Speaking at a press conference earlier today, Disney spokesperson Berk Turblen revealed that the company remained “unsatisfied” with the number of “people yelling at us online, and also the plot holes too”.

“We just want to take this opportunity to say a big thank you to JJ Abrams for coming in at a difficult time and pushing Rise of Skywalker over the line, and of course also to author Rae Carson for stepping up getting us a little closer to finishing what JJ started. Absolutely stellar work.”

“Unfortunately,” Turblen continued as he pulled out his phone, “I’ve just seen someone named @The_Ass_Pisser point out that none of what the book or the film has done made any sense or offered any emotional payoff, so we really need to try again from the top.”

“Look, they took a photo of the paragraph and everything,” said Turblen, holding out his phone to the assembled journalists. “Oh man, and it’s been retweeted 100 times. Fuck, that’s too many. Yikes.”

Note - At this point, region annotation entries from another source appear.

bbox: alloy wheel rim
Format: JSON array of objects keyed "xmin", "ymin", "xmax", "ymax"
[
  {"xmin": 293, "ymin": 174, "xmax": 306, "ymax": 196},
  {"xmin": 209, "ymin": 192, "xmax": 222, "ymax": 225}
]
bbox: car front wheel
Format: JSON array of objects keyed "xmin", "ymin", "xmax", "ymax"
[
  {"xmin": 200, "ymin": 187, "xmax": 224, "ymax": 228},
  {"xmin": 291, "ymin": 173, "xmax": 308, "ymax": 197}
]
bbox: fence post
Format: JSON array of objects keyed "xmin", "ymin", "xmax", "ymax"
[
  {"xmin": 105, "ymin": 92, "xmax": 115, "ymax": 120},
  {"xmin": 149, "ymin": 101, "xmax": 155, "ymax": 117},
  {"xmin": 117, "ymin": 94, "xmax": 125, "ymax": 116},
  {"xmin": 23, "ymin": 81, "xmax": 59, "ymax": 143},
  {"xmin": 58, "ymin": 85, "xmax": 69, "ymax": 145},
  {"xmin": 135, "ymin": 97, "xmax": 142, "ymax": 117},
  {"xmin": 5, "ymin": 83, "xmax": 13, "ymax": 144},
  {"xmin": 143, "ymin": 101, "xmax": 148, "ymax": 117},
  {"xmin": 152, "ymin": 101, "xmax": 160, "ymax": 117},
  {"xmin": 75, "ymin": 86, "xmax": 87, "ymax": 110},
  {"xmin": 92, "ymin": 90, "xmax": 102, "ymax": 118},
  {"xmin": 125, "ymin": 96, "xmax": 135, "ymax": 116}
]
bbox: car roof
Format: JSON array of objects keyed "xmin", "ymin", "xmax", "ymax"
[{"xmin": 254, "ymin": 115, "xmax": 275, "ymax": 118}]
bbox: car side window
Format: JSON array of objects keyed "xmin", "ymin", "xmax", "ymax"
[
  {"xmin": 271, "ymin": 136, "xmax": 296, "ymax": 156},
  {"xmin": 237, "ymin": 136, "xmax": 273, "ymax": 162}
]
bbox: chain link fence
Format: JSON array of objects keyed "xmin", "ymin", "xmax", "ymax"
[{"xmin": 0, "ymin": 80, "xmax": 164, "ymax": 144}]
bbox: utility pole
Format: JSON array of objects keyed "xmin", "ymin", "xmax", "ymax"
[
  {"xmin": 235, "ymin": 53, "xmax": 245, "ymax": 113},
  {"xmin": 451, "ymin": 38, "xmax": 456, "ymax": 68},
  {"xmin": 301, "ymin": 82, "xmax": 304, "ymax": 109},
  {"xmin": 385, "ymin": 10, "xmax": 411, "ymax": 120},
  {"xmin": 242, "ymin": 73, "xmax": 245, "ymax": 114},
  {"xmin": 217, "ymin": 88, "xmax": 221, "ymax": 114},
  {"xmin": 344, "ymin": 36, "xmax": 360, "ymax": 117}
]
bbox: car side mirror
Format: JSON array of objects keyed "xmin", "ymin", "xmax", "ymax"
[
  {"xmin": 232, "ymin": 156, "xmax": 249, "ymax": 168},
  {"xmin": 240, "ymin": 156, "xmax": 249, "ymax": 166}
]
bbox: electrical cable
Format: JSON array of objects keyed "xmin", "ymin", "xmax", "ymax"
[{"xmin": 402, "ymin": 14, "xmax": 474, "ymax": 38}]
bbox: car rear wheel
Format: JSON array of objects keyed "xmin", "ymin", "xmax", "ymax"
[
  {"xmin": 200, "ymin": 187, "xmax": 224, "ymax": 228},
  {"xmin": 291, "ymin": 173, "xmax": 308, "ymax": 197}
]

“Maclunkey”, he added ponderously.

Disney has asked journalists to hold off on announcing that veteran director and altogether steady hand Richard Linklater has been attached to the film, as they anticipate that he will be fired from the project “any moment now.”

The news of a movie of the novel of the movie has energised fans, as well as people who still call themselves fans despite spending the last three years braying for blood. , It’s had an especially positive impact on members of the public who eagerly attend screenings of popular culture events in order to feel they are relevant but don’t really take anything away from them.

“Hell yeah,” cinemagoer Jenny Denst told us enthusiastically, despite not owning a pop culture focused YouTube channel. “I’ve probably got enough peer pressure momentum built up to see that.”

“Nooooooooo!,” she then shouted, unnecessarily.